[144] ARGAN INC SEC Filing
Rhea-AI Filing Summary
Form 144 filing for ARGAN INC (AGX) discloses a proposed sale of 15,000 common shares on the NYSE through Merrill Lynch with an aggregate market value of $4,186,350 and approximately 13,811,575 shares outstanding. The filing lists the acquisition of 32,206 shares on 06/11/2025 via a stock option from Cynthia A Flanders, with the acquisition settled on 06/11/2025 on a cashless basis. The intended approximate sale date is 10/02/2025.
The filing lacks the name of the person on whose account the securities will be sold and does not provide a filing date in the remarks section. It also states there were no securities sold in the past three months by the person for whose account the sale is reported.
Positive
- Planned sale fully disclosed: class, broker, number of shares, aggregate market value, exchange, and approximate sale date are provided
- Acquisition details provided: date (06/11/2025), method (stock option), counterparty (Cynthia A Flanders), and payment method (cashless) are reported
- No sales in prior 3 months: the filer reports nothing to report for sales in the past 90 days
Negative
- Missing seller identity: the form does not name the person for whose account the securities are to be sold
- Missing notice date: the Date of Notice field is blank in the remarks section, reducing traceability
- Large aggregate value disclosed without context: $4,186,350 market value is reported but issuer financial context is not provided in this filing
Insights
TL;DR: Routine insider resale notice: a 15,000-share planned sale, sourced from a recent cashless option exercise.
The filing documents a standard Rule 144 notice for AGX showing a proposed public sale of 15,000 common shares with an aggregate market value of $4,186,350, to occur on or about 10/02/2025 on the NYSE. The shares were acquired 06/11/2025 via a stock option and settled cashless the same day.
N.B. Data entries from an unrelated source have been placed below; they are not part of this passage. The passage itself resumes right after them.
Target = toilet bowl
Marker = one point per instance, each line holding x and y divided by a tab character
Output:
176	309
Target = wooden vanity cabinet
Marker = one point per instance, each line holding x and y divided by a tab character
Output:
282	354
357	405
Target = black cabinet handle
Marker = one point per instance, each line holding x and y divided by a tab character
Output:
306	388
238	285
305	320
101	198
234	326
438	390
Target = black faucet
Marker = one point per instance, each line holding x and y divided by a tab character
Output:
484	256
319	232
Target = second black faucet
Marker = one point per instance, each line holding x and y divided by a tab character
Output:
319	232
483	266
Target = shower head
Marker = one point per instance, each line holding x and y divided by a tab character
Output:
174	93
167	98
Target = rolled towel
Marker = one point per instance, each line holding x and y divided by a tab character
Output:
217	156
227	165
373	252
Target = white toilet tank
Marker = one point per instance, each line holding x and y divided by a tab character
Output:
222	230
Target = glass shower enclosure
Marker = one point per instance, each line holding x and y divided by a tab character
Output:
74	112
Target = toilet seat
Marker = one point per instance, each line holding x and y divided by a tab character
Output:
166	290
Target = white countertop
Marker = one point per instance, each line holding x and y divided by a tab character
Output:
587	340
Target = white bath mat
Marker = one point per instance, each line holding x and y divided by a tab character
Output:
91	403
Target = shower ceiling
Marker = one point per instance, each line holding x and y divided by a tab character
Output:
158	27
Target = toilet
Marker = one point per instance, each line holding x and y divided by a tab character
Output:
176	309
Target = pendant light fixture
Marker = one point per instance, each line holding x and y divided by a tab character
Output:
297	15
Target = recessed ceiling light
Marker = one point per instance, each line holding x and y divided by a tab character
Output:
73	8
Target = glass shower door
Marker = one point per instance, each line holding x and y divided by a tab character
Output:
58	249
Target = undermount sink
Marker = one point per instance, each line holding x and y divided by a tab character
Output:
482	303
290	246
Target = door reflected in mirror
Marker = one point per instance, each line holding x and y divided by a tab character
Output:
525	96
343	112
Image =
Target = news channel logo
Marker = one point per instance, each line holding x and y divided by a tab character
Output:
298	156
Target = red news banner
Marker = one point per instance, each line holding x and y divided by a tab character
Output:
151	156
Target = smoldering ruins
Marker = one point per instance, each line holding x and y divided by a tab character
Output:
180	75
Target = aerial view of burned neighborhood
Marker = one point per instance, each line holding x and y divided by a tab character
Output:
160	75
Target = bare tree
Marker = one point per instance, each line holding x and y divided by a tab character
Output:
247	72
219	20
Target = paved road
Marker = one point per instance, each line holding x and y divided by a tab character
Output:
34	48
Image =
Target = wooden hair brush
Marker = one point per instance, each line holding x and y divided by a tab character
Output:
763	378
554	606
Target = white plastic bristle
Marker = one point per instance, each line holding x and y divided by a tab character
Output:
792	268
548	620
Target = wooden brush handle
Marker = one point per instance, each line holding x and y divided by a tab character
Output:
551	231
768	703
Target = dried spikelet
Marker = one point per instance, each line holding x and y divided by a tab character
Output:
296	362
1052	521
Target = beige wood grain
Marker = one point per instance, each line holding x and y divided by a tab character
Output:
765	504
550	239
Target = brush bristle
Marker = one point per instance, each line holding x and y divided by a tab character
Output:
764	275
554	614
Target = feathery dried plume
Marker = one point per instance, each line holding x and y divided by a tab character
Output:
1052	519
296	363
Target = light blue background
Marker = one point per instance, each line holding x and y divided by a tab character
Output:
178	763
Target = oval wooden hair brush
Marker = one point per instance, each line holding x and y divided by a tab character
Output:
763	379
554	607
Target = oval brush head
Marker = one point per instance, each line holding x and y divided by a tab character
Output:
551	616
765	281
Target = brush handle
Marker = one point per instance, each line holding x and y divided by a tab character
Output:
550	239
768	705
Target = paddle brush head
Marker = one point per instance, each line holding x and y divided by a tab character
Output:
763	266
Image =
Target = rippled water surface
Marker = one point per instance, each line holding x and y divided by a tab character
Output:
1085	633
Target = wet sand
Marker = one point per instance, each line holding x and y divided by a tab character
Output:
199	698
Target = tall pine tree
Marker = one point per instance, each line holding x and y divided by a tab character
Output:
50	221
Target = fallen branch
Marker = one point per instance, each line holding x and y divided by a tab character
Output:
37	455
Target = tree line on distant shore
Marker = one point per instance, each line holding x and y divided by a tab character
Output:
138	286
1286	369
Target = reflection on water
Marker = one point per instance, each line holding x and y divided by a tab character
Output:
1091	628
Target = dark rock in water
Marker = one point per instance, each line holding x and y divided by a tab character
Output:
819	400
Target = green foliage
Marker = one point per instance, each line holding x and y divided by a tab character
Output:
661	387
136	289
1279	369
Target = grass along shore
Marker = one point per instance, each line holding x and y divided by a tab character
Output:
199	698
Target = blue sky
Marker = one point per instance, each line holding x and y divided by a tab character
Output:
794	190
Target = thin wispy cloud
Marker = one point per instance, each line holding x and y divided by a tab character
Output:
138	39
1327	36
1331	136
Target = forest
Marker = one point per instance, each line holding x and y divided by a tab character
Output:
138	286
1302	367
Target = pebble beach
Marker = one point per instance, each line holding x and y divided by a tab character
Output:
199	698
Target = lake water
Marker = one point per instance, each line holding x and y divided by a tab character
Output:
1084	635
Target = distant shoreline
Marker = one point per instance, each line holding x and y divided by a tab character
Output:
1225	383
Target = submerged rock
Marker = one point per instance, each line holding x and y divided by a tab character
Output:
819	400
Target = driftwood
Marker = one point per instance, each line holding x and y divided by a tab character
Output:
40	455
No prior sales in the past three months are reported, which may be relevant for volume-aggregation and compliance with Rule 144 thresholds. The disclosure is transactional and does not include issuer financials or forward-looking statements.
TL;DR: Disclosure appears routine but is incomplete: key filer identity and notice date are missing.
The form meets core Rule 144 elements by identifying class, broker, shares, acquisition method, and planned sale date. However, the absence of the name of the person on whose account the securities are to be sold and the missing notice date reduce the filing's completeness for third-party review and investor transparency. The representation about no undisclosed material adverse information is included as required.